Hay un problema recurrente en los diálogos de la parte coloreada de Oppenheimer. Estos llegan cuando se repite hasta la saciedad que es un genio. Que es el mejor. Que es ÉL. Aquí le pasa algo parecido a Barbie, curiosamente. La humildad forzada siempre chirría y es lo que ha querido imponer Nolan sobre su personaje principal.
En ocasiones, también pretende buscarse a sí mismo. No es un secreto el reconocimiento que siente Nolan con el científico. Las fobias, los miedos que tiene, son compartidos. Por eso, no puede dejar pasar la tentación de que Oppenheimer se pregunte quién contará su historia. Ocurre, de una forma u otra, más de una vez. A pesar de esto y la tendencia del último tramo al zasca, el libreto se sostiene con más solvencias que problemas.

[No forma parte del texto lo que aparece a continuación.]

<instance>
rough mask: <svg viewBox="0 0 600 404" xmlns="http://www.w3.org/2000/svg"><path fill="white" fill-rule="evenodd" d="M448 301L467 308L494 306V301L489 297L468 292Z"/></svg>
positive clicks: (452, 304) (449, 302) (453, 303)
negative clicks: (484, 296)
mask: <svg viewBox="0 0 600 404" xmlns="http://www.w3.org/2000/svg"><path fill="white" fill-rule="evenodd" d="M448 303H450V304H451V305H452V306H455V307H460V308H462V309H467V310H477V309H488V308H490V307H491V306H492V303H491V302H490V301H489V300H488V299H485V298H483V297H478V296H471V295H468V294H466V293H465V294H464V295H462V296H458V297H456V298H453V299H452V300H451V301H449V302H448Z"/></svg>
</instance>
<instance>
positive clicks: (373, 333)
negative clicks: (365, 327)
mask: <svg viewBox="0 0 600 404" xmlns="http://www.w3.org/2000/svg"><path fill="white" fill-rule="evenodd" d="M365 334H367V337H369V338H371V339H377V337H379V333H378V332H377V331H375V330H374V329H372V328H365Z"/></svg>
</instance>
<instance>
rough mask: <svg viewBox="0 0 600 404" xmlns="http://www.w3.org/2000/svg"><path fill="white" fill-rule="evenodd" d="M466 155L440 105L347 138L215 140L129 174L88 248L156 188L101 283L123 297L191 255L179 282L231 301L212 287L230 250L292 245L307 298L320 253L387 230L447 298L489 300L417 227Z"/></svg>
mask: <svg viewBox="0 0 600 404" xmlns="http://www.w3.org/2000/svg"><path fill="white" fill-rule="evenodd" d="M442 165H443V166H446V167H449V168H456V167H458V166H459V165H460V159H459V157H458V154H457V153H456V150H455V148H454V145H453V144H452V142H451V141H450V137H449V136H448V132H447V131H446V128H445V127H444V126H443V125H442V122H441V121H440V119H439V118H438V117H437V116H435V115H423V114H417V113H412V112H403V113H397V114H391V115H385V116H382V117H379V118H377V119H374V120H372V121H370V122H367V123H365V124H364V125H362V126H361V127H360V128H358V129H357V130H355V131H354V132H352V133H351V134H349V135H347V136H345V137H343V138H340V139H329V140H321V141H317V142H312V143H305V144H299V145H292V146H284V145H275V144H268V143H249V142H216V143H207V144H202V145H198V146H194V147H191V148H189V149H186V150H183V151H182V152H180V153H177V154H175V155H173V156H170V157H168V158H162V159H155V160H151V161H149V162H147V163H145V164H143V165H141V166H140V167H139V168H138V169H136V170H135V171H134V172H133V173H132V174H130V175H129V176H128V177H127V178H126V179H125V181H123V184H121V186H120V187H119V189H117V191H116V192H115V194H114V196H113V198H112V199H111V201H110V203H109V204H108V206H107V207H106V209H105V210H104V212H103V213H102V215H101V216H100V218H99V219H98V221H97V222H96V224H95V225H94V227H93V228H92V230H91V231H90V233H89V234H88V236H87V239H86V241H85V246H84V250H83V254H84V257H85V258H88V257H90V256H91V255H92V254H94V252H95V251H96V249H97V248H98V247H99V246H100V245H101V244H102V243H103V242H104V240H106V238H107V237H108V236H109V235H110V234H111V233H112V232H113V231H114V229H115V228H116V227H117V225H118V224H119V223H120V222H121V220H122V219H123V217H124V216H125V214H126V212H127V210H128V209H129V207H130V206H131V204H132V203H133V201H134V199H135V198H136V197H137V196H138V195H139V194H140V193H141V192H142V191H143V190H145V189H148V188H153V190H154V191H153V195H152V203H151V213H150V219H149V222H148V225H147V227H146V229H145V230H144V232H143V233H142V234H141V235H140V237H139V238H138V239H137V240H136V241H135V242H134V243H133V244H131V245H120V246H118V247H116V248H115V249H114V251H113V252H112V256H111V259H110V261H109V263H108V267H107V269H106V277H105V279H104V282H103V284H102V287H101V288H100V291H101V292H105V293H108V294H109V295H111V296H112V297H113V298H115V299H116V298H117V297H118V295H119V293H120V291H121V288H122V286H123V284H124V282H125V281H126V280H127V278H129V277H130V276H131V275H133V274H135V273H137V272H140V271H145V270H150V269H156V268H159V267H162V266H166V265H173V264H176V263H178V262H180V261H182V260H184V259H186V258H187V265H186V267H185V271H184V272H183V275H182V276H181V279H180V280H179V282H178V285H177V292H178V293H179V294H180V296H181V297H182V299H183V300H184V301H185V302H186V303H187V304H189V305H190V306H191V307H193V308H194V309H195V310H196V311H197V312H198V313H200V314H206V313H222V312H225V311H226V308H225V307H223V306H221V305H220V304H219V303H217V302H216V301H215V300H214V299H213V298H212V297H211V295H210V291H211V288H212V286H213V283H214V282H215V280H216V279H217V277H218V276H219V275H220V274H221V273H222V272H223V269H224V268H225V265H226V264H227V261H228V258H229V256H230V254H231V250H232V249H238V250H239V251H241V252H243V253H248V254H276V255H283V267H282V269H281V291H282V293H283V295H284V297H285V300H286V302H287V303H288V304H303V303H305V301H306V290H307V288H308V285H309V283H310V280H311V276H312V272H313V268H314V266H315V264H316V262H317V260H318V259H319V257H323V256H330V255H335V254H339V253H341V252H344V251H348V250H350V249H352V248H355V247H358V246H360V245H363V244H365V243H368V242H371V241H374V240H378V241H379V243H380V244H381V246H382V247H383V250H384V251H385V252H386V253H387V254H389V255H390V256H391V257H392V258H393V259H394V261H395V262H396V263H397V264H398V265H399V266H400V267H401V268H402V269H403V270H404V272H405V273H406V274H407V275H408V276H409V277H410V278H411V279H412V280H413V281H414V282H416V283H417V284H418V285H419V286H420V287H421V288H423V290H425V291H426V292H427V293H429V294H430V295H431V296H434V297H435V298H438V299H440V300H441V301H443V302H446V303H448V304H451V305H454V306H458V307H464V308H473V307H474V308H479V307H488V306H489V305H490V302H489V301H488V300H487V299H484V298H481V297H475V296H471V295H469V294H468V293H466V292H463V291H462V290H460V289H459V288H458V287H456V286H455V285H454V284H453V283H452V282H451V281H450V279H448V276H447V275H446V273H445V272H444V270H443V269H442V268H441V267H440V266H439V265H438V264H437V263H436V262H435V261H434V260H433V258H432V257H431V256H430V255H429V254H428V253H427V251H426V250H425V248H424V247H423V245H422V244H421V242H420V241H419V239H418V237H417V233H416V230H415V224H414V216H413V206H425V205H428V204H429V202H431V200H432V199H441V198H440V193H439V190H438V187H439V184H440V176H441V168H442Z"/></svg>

Los personajes siguen siendo de Nolan
Centrado en el cómo contar qué pasa que en el quién, Christopher Nolan sigue sin dar lugar a personajes de construcción poderosa. El trabajo de insuflar alma a estos recae en el reparto. Una tarea que cumplen con creces. Cillian Murphy se enfrenta a una infinidad de planos de mirada intensa. La cámara se centra en él y su mirada gélida. Un comportamiento obligado para dar vida al personaje que le tocaba. Con campo para adaptárselo, logra sostener de forma sistemática el guion.
Matt Damon y su militar Leslie Grove forman un buen dúo con Murphy y Oppenheimer. Lejos de la intelectualidad de este, muestra la necesaria disciplina marcial. Otra pata poderosa en el banco de la película es Robert Downey Jr., que saca sus mejores maneras para dar vida al taimado Lewis Strauss. Así quedan consolidados los roles arquetípicos del científico, el soldado y el político.
Alrededor hay una miríada de papeles más. El mundo masculinizado de Oppenheimer, y Nolan, apenas da espacio al protagonismo femenino. Por ello, Emily Blunt hace lo que puede como esposa del gran genio. Mezcla de madre y perro de presa, su unidimensionalidad es más marcada todavía que en el caso de ellos. Algo que se remarca en especial en la Jean de Florence Pugh. Interés romántico del personaje principal, termina siendo poco más que una muñeca sexual, un disparador de la culpa del gran J. Robert. No es que fuera necesario darles un cariz que no tuvieran históricamente, pero hasta Nolan, con su gran dificultad en este apartado, podría haber hecho algo mejor.
Entretenimiento para amar la bomba
Oppenheimer es una cinta sobre un personaje mayúsculo en la historia de Estados Unidos. Fuera no es desconocido, pero no existe esa ligazón nacional. Ellos tiraron las bombas, después de incendiar medio Tokio, que masacraron a cientos de miles de la forma más eficiente posible. No fue el resto del mundo. Es su aportación a la historia. Así, el prometeico trauma del protagonista, el director y EE.UU. no tiene el mismo impacto aquí que allí.
Pese a ello, el film tiene la capacidad de funcionar de forma independiente. Su mezcla de biografía y drama judicial con pepinazos atómicos es inestable pero poderosa. La universalidad del mensaje sobre muerte y destrucción se diluye en la forma que sostiene a Oppenheimer. Es así un entretenimiento de gran formato. Uno de esos films que quieren ser grandes y consiguen serlo. No una obra maestra, pero sí un producto de cine comercial disfrutable.